Posted by: Dermie | May 20, 2015 12:31 AM
Fnord brings that up in the entry and the Considerations, and mentions that the following issue outright states it in the References, and explains why intervening appearances of Namor make that hard to buy into.
Posted by: Morgan Wick | May 20, 2015 3:27 AM
On his forum, http://www.byrnerobotics.com/forum/forum_posts.asp?TID=15327&KW=JBF+Reading+Club%3A+Namor&TPN=2 John Byrne mentions that he was asked to do this series by Marvel editor Terry Kavanagh and to include the corporate focus in the series.

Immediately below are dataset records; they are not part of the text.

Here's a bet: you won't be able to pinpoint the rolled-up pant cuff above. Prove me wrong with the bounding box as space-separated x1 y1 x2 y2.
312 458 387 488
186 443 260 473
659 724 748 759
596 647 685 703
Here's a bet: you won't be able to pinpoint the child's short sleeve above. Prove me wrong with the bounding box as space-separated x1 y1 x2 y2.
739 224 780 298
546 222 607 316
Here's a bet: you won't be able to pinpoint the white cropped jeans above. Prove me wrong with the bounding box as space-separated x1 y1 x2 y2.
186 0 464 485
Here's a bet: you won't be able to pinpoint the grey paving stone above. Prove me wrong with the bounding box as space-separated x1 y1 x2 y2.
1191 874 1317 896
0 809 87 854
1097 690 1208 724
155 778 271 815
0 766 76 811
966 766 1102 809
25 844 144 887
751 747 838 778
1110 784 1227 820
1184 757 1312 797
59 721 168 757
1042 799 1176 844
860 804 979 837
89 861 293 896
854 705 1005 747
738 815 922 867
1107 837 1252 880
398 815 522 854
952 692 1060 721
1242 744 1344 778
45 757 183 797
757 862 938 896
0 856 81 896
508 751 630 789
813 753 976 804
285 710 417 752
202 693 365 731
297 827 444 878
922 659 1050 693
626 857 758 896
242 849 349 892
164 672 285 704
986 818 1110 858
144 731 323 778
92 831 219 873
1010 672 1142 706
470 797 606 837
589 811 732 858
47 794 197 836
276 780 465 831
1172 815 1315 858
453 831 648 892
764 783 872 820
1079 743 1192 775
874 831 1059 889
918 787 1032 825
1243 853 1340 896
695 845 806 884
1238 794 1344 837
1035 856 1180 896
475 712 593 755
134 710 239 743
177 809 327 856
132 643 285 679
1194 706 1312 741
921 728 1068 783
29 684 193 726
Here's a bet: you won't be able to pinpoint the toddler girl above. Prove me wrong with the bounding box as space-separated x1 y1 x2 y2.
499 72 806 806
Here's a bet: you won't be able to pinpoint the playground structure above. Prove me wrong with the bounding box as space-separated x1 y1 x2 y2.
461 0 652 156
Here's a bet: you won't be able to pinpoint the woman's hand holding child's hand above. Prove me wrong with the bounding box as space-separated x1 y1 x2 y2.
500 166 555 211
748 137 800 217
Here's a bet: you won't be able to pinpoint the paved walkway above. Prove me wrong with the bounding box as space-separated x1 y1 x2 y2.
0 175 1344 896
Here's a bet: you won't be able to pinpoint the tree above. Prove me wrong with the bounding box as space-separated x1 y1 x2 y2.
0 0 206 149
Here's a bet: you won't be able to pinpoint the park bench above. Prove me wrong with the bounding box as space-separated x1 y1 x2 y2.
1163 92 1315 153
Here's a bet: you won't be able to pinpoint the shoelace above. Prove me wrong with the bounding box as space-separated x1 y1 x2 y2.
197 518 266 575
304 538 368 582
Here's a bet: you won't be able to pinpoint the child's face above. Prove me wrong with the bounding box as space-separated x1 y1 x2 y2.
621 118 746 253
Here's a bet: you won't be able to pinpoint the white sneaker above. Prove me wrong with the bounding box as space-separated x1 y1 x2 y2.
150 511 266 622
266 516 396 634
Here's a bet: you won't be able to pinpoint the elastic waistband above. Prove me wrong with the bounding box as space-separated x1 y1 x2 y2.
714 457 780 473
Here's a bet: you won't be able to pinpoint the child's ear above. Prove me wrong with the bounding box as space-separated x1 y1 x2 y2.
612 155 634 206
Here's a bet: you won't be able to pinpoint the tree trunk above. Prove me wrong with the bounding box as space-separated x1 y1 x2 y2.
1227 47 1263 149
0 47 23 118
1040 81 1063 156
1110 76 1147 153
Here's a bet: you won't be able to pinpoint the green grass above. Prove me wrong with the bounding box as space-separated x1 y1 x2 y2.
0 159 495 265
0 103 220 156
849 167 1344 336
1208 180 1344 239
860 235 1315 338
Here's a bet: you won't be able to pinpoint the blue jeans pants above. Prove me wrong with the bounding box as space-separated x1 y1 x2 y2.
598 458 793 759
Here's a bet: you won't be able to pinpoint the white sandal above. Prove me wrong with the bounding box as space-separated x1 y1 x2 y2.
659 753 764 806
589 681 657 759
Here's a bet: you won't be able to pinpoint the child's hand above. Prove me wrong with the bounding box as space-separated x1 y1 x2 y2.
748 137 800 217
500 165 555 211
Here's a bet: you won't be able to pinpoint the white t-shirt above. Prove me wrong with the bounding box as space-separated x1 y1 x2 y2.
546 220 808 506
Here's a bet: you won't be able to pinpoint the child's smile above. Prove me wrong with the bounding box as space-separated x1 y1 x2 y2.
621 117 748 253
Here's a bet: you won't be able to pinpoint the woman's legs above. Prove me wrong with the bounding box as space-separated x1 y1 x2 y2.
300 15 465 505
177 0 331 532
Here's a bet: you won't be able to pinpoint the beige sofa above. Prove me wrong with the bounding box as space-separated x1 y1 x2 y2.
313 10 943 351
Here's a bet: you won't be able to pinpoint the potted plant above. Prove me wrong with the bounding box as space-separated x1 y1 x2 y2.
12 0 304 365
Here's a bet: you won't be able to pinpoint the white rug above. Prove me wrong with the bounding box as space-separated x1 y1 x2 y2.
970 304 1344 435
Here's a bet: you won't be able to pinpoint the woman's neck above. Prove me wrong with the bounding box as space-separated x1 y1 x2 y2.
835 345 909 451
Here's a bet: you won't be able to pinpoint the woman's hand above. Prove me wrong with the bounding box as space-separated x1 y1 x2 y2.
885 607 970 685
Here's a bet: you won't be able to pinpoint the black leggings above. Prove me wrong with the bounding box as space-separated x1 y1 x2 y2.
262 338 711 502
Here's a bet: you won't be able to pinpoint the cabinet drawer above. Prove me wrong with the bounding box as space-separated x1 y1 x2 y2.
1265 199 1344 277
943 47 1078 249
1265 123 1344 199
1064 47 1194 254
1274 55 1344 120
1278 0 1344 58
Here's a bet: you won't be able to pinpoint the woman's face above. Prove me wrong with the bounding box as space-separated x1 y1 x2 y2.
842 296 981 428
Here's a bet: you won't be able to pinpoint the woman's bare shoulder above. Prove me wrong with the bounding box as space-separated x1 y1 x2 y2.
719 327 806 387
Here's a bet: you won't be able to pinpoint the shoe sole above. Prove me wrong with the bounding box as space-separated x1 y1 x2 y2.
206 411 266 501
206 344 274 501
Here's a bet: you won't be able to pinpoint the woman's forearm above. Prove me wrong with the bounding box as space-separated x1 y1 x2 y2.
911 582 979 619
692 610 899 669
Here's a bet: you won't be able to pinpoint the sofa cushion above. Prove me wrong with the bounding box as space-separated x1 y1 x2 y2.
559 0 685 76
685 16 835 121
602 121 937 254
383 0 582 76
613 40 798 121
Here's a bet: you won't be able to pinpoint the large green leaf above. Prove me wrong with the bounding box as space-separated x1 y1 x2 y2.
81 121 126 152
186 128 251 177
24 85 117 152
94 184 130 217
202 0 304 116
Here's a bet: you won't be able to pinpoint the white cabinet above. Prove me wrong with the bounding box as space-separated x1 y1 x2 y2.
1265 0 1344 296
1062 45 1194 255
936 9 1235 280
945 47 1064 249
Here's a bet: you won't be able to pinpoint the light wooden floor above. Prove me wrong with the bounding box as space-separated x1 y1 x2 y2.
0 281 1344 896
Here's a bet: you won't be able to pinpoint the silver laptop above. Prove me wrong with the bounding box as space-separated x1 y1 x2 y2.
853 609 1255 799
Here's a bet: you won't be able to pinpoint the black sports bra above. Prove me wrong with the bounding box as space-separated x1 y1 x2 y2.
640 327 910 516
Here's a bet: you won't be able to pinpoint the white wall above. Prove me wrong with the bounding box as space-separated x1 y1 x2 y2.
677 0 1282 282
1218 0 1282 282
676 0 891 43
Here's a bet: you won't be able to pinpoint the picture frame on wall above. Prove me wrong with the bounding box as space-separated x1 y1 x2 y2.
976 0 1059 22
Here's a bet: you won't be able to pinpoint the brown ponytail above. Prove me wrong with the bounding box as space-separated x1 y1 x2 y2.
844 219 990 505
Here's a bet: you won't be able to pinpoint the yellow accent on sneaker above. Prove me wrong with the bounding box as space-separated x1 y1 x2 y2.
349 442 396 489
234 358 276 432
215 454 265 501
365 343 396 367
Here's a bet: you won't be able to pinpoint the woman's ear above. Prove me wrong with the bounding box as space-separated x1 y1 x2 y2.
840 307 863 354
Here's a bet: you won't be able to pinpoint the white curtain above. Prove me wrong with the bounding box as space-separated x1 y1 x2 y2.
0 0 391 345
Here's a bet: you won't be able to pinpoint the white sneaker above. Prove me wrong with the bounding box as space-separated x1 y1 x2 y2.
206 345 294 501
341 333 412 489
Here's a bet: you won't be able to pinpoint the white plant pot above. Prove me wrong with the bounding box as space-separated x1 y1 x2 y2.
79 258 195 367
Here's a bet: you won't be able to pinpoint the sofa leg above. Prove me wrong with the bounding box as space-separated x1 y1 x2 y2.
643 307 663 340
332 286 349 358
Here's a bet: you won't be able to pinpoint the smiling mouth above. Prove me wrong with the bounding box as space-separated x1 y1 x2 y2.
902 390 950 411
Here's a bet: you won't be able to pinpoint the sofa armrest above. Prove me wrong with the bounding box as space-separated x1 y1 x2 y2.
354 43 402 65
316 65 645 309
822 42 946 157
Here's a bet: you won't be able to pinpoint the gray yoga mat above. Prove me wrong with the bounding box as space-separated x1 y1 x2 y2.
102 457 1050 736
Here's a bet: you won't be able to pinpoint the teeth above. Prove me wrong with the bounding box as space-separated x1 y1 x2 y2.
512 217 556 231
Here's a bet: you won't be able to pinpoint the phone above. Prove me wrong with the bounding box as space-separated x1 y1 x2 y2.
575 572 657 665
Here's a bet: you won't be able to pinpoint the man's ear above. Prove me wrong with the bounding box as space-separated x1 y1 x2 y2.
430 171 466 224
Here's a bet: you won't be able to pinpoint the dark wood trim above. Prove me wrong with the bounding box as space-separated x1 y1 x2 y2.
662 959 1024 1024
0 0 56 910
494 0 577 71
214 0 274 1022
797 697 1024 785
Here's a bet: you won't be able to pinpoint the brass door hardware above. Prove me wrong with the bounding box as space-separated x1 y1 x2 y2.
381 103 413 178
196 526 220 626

Byrne mentions that he felt the request fit with how Namor was presented in the past, as fnord mentions in his commentary.
Byrne also notes that the Marrs siblings were inspired by the characters of Mel and Susan Profitt, from the "Wiseguy" TV series.
Posted by: Aaron Malchow | June 30, 2015 7:38 AM
In the lettercol for issue #8, they try to downplay the similarities to the Proffitts a bit (although definitely acknowledging that they were an inspiration):
"While John is perfectly willing to admit Phoebe and Desmond owe a lot to Mel and Susan (who were not twins, by the way) he resists your suggestion that the Marrs and Proffitt siblings 'resemble (each other) tremendously.' By now, with seven issues behind us, you'll agree Desmond and Phoebe are evolving into characters quite different from the TV creations which inspired them."
I've never seen Wiseguy, personally.
Posted by: fnord12 | June 30, 2015 7:44 AM
You should - the first season was addictively good, and, while never as good afterwards, never sank to bad.